La politique étrangère et offensive russe est instrumentalisée à des fins de politique intérieure. Le but est de faire oublier les revers de la politique intérieure russe. En effet, la popularité de Poutine a chuté ces derniers mois suite notamment aux allégations de fraude lors des élections législatives russes de septembre 2021, remportées par le parti de Poutine “Russie Unie” tandis que les opposants n’ont pas été autorisé à se présenter. De plus, la Russie est un pays où les inégalités économiques et sociales persistent et sont considérables. De fait, Poutine est apparu comme un chef autoritaire en perte d’autorité. Sa capacité d’influence à l’étranger lui permet de regagner en légitimité, ce qui explique son acharnement à défendre coûte que coûte ses intérêts stratégiques dans les pays de l’ancien bloc soviétique. En avril 2006, dans un discours à la nation, le président russe Poutine, qui dirige le pays depuis 2000, déclarait que la chute de l’URSS fut “la plus grande catastrophe géopolitique du XXe siècle”. Phrase qui résonne de façon évidente pour Poutine et qui témoigne de l’humiliation subit par le pays : En 20 ans, 14 pays de l’ancien bloc soviétique ont adhéré à l’OTAN. L’annexion de la Crimée est un parfait exemple de la politique offensive russe, puisque cela a permis à Poutine de renforcer considérablement sa popularité et de faire oublier le traumatisme subit à la fin des années 1990.   

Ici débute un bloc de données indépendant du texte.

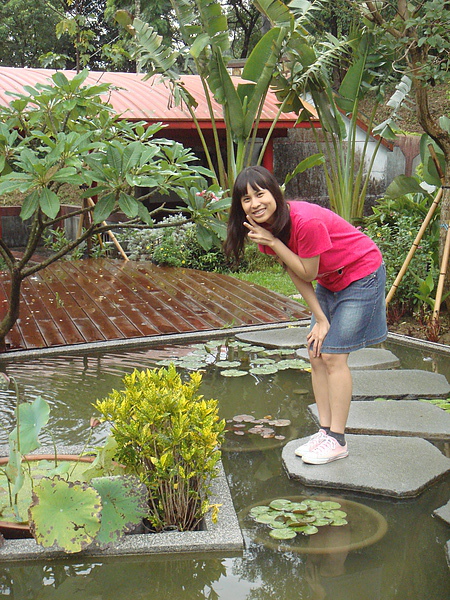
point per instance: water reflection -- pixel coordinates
(407, 564)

Toutefois, l’annexion de la Crimée a été fortement décriée par les Occidentaux, qui ont imposé des sanctions économiques à la Russie. L’annexion russe a provoqué l‘une des pires crises diplomatiques avec les Occidentaux. C’est également la raison pour laquelle la Russie est exclue du G8 depuis 2014. Par ailleurs, le fait de raviver les tensions aujourd’hui n’est pas sans risque pour la Russie car l’Europe reste un partenaire commercial majeur.  

  

Quel rôle ont les Etats-Unis dans cette crise ?  

La Russie ne supporte pas d’être rétrogradée au rang de puissance régionale et elle le fait bien savoir. En choisissant de parler de l’Europe quasiment exclusivement avec les Etats-Unis, elle souhaite affirmer sa puissance sur la scène internationale tout en évinçant les Européens de la table des négociations.  

Elle y voit évidemment un intérêt stratégique : Poutine sait que s’engager dans ce conflit militaire serait coûteux. D’autant plus que l’armée ukrainienne s’est considérablement renforcée depuis 2014. La Turquie, pourtant alliée de la Russie mais paradoxalement membre de l’OTAN, a d’ailleurs vendu des drones à l’Ukraine ces dernières années, renforçant la militarisation de l’armée de Kiev. De plus, les Etats-Unis affirment ne pas avoir l’intention d’intervenir militairement dans un nouveau conflit, d’autant plus après le retrait des troupes américaines d’Afghanistan en août 2021 mettant fin à la plus longue guerre de l’histoire américaine. Et la Russie le sait. La priorité des Etats-Unis n’est pas en Europe mais bien en Asie : une aubaine pour la Russie qui peut avancer ses pions sur l’échiquier politique européen. En effet, l’attention des Etats-Unis est tournée vers la Chine. De fait, se lancer dans ce conflit armé avec Moscou profiterait à Pékin, ce qui n’est donc pas dans l’intérêt des Américains. Si les Etats-Unis restent tout de même présents en Europe, c’est en grande partie pour rassurer ses alliés européens, et que ces derniers ne les abandonnent pas pour autant et s’engagent à mettre en place de lourdes sanctions économiques en cas d’invasion russe.   

 

Qu’en est-il de l’Europe ?  

Néanmoins, ces sanctions économiques ne sont pas sans conséquences pour l’Europe, victime collatérale des rapports de forces russo-américains. En effet, s’il est moins dangereux pour les Etats-Unis de mettre en place des sanctions fortes, ce n’est pas le cas de l’Union européenne, du fait de sa dépendance énergétique vis-à-vis de la Russie. Washington a notamment affirmé que le gazoduc Nord Stream 2, dont la construction est achevée mais n’a toujours pas été mis en service, transportant du gaz entre la Russie et l‘Allemagne, serait bloqué en cas d’invasion. Cependant, l’Allemagne reste réticente, en particulier dans un contexte de flambée des prix de l’énergie. La crédibilité de la première puissance européenne est en jeu.  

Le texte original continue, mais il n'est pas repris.